Closed shiftyscales closed 4 years ago

shiftyscales commented 4 years ago

I opened up Neos as a fresh user (no local profile), and on loading into the MTC, and selecting the Neos bot while seated, my avatar was very small/short.

I identified this to be because of the initial height being set to 0 which appears to auto-size a user based on their initial standing height but as I was seated, it incorrectly scaled my avatar on that assumption that I was standing.

This mechanism has caused an issue in reverse too, where a user was using a playspace mover when they first launched Neos which made them seem way taller than they were, resulting in the avatars they equipped becoming enormous.

This mechanism could be avoided in the short-term by setting the default height to something average e.g. around 178cm rather than 0. But long-term, this mechanism should be reworked in some capacity.

I think it might be because of this mechansim that we also see users most often pick a height compensation value somewhere around the ~0.92 range for their avatars.

I believe Neos to calculate height based on the top of an avatar's mesh rather than where their eye level is, and as such, they need to scale their avatar down with the height compensation so that their avatar's stands up straight, as at a height compensation of 1, nearly all avatars tend to slouch, are hunched up due to being too tall for the user wearing them.

This is also noticeable in that enabling height compensation will place the user's eye level at the height they specified rather than where their eyes would be as if they were that tall.

Frooxius commented 4 years ago

Yes, by default Neos will try to estimate the height of the user, to provide some basic scaling functionality, which is necessary for the avatar system to work.

We could switch to a fixed height value, but that will also cause some issues, though those could be less than the auto-estimation.

The auto-height estimation isn't really fixable issue though, the users will have to calibrate it and make sure their floor is setup correctly too for things to work well.
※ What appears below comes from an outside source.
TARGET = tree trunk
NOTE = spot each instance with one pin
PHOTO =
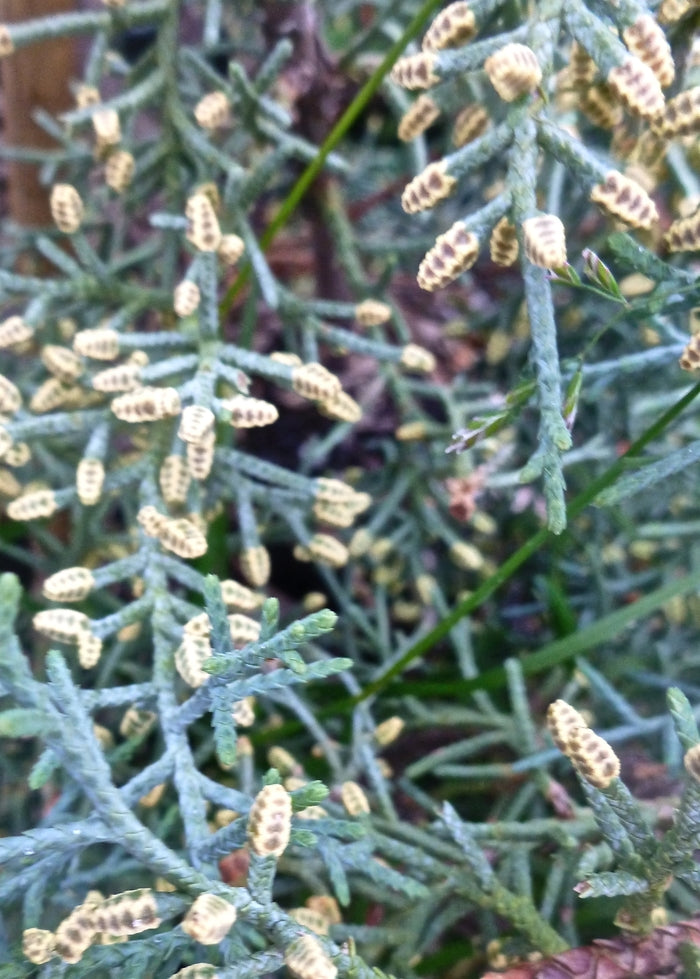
(33, 77)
Neos has no way of knowing what the currently reported height is. It can be a tall person sitting or it could be someone who's short or if the whole playspace is moved. There's no way to distinguish that when all you have to go on is a single number (the current position of the headset).

The avatar mesh cannot be used for this, the height compensation doesn't deal with avatars at all, it's the other way around, the mesh is sized based on the estimate.

We can't use avatar mesh in general either, because you can't make assumptions on what the mesh is. Maybe it has really tall hair or a hat, which would cause it to scale incorrectly. This way the system scales the avatar's eye-line to the user's eye-line, but with the mesh you'd be scaling whatever the top-most vertex is to their eye-line, which would produce wrong values.

shiftyscales commented 4 years ago

658 seems to be related to what I was talking about, @Frooxius.

With a default avatar height compensation value, avatars are crouched. He had to set his height compensation (in this case via adjusting his height instead of the height compensation value to ~0.92 (157cm/170cm).

I've noticed pretty well everyone in Neos uses a height compensation of somewhere between 0.9-0.95 which would suggest an underlying issue in how the calculations are run or how the system works.

Frooxius commented 4 years ago

Is this using the height compensation on or off? There's a lot of stuff that goes into this and that can influence the fit. The floor calibration for one. But another one is that the actual avatar proportions are different per avatar, so you can't have perfect 1:1 fit.

The default values are currently set to give a bit more leeway, by making the avatar slightly bigger. You can always tighten the fit, but when it's too tight the face geometry can tend to clip into your face, which is disturbing (or at least it used to, before the head position fix was added).

In general, there's lots of variables that come into this, so without having a good set of well isolated test cases we can't really do much, other than recommend people to calibrate their fit.

shiftyscales commented 4 years ago

The default compensation (I think) appears to be 0.95- because of the overwhelming majority of the models I tested (including various samples from Polygonal Minds, the various bots, some of GearBell's avatars, etc.) nearly all were using a value of 0.95 for the height compensation. With a height compensation of 1, nearly every avatar used had bent knees/their overall height was considerably larger than my own height.

While I'm not ruling out the possibility that a majority of avatars could be vastly non-humanoid in proportion, even the ones that we would assume should be including the xbox, Neos Bot, skeletons, etc. all exhibit this same trend.

Testing was done with maintain height turned off, and as best I can tell my floors, and everything else should be calibrated about as well as I could get them.

Frooxius commented 4 years ago

Yeah that's probably a bit of the extra height I've added a while back to compensate the avatars being too short when looking up and down in some cases (or with maintain height enabled) making the face geometry clip into the face.

I'd wait until the seated mode is reworked, so it doesn't keep putting the user too high as it does now and then we can tweak the defaults.

Frooxius commented 4 years ago

Should be fixed in 2020.7.4.755 now! I've got rid of the height estimation system and just set the default height to fixed 175 cm. It will be too short for some people, to tall for others, but should be good enough on average and won't cause the avatar to be ridiculously small or big due to some wild estimations. And people should be able to just set their height so it fills well!